Rogers Communications Inc. closed separate, concurrent public offerings of debt securities in Canada and the US with an aggregate principal amount of approximately $2.1 billion. Rogers expects to use the net proceeds of these offerings to fund a portion of the $3.29-billion cash investment required to acquire licences for lower band spectrum located in key rural and urban locations across Canada.
In its Canadian public offering, Rogers sold debt securities with an aggregate principal amount of $1.25 billion, consisting of $250 million of floating rate senior notes due 2017, $400 million of 2.8 per cent senior notes due 2019, and $600 million of 4 per cent senior notes due 2024. Through the separate, concurrent public offering made in the US, Rogers sold US$750-million aggregate principal amount of 5 per cent senior notes due 2044.
Only a few Canadian corporate issuers have completed separate, concurrent public offerings in Canada and the US in the past 10 years. These offerings by Rogers represent the largest of such concurrent offerings in that timeframe. The Canadian offering was made through a syndicate of agents pursuant to a prospectus supplement to Rogers' Canadian base shelf prospectus. The US offering was made by a syndicate of underwriters through a prospectus supplement to Rogers' US base shelf prospectus, which was prepared in accordance with Canadian disclosure requirements under the US multijurisdictional disclosure system. Rogers' Canadian and US base shelf prospectuses were each filed in February 2014.
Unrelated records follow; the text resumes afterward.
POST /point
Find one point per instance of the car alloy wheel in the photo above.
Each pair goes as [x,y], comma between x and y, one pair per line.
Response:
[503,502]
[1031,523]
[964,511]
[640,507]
Davies Ward Phillips & Vineberg LLP acted as Canadian counsel to Rogers for both the Canadian and US offerings and for both the Canadian and US base shelf prospectuses. The Davies team included David Wilson, Chris Figel and Carla Nawrocki (capital markets) and Paul Lamarre (tax). Cravath, Swaine & Moore LLP acted as US counsel to Rogers with a team including Erik Tavzel, Joseph Zavaglia, Benjamin Joseloff and Welton Blount (capital markets) and William Abbott (tax).
Canadian counsel to the agents in the Canadian offering and the underwriters in the US offering was Osler, Hoskin & Harcourt LLP with a team including Michael Innes, James Brown and Robert Anton (corporate and securities) and Kimberley Wharram and Sharon Ford (tax). US counsel to the US underwriters was Skadden, Arps, Slate, Meagher & Flom LLP with a team of Phyllis Korff, Richard Aftanas, Michael Hong, Paul Wolpert and Daniel Goldmintz (corporate finance), and Katherine Bristor and Nazmiye Gokcebay (tax).